Pandas Assignment– 7

Advanced Data Analysis

Basic Questions

Create a Series of 20 random integers between 1 and 100. Apply .rolling(3).mean() to compute 3-period moving average.
Use the same Series and compute .rolling(5).sum() to calculate rolling sums.
Create a Series of 10 numbers and apply .expanding().mean() to calculate cumulative mean.
Demonstrate .expanding().max() on a Series of random integers.
Create a categorical Series from [‘low’,’medium’,’high’,’medium’,’low’]. Convert it to category dtype using .astype(‘category’).
Print .cat.categories of the above categorical Series.
Print .cat.codes for the same categorical Series.
Reorder categories to [‘low’,’medium’,’high’] using .cat.reorder_categories().
Build a DataFrame with a MultiIndex (two levels: city and year). Print the DataFrame.
Use .stack() to move columns into index for a MultiIndex DataFrame.
Apply .unstack() to reverse the stacking process.
Use .swaplevel() to swap two levels of a MultiIndex.
Create a DataFrame with columns [‘gender’,’dept’] and some sample data.
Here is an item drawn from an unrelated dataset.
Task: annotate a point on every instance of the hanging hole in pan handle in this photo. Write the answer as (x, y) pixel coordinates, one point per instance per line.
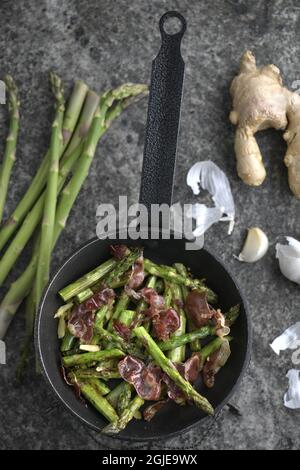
(172, 24)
Use pd.crosstab(df[‘gender’], df[‘dept’]) to create a cross-tab.
Create a Series of exam marks (0–100). Bin marks into grade categories [‘Fail’,’Pass’,’Good’,’Excellent’] using pd.cut().
Use pd.qcut() to divide the same marks into 4 equal-frequency bins.
Print counts of values in each bin created by cut().
Use .transform() on a DataFrame column to standardize values (x – mean)/std.
Apply .transform(‘sum’) on grouped data to compute group-wise sums.
Create a function that scales a Series by dividing by its maximum. Apply it to a DataFrame column using .pipe().
Demonstrate chaining with .pipe() to apply multiple functions sequentially on a DataFrame.

Intermediate Questions

Create a Series of 50 random numbers. Apply .rolling(window=7, min_periods=1).mean() to handle edge cases at the start.
Compute .rolling(10).std() for the same Series to get rolling standard deviation.
Compare .rolling(5).mean() with .expanding().mean() on the same dataset.
Build a categorical DataFrame column ‘grade’ with repeated values. Convert to category dtype and display memory usage before and after conversion.
Use .cat.add_categories() to add a new category ‘very high’ to an existing categorical Series.
Create a MultiIndex DataFrame with two levels of rows (dept, team) and columns (year1, year2). Use .stack() and .unstack() to reshape.
Swap column MultiIndex levels using .swaplevel(axis=1) and print the new order.
Use pd.crosstab() with margins=True to add row and column totals.
Create a crosstab with normalization normalize=’index’ to show percentages.
Create 100 random marks and use pd.cut() into bins [0,40,60,80,100]. Count students per bin.
Use pd.qcut() on marks to split into quartiles and analyze frequencies.
Group a DataFrame by ‘dept’ and apply .transform(‘mean’) on salary to assign mean salary to each row.
Apply a custom lambda with .transform() to normalize salaries by subtracting group-wise min.
Define a function that returns (x – mean)/std and apply it to a column using .pipe().
Chain .pipe() with two different functions (e.g., fill missing then normalize) on a DataFrame column.
Create a time-series DataFrame and compute .rolling(30).mean() for monthly trend analysis.
Use .expanding().sum() to compute cumulative sales for a product dataset.
Generate a MultiIndex from product and region, reshape sales data with .stack() and .unstack() to switch perspectives.
Build a cross-tab of gender vs pass/fail status from a student dataset.
Apply cut() to bin employees into experience groups (0–2, 3–5, 6–10 years) and count employees per bin.

Advanced Questions

Generate a 100-day stock price series. Compute 7-day rolling mean, 30-day rolling mean, and plot both against original prices.
On a sales DataFrame with region as category, convert region column to category dtype, reassign codes, and compare groupby speed with object dtype.
Create a MultiIndex DataFrame (region, product) and compute total sales per product by unstacking and stacking in different ways.
Use .swaplevel() on a 3-level MultiIndex DataFrame and demonstrate how sorting affects selections.
Create a crosstab of employees (dept vs gender) and normalize results column-wise.
Bin customer ages into deciles using pd.qcut() and analyze average purchase amount per bin.
Use .transform() to calculate z-scores of marks within each class in a grouped DataFrame.
Build a small ETL pipeline with .pipe(): clean missing values, standardize numeric columns, and add a computed ratio column.
Combine .rolling() and .transform() to compute rolling z-scores of stock returns.
Create a MultiIndex sales dataset (region, product, quarter). Use .stack() and .unstack() to build a pivot-like structure, then apply group-wise .transform() to scale values within each region.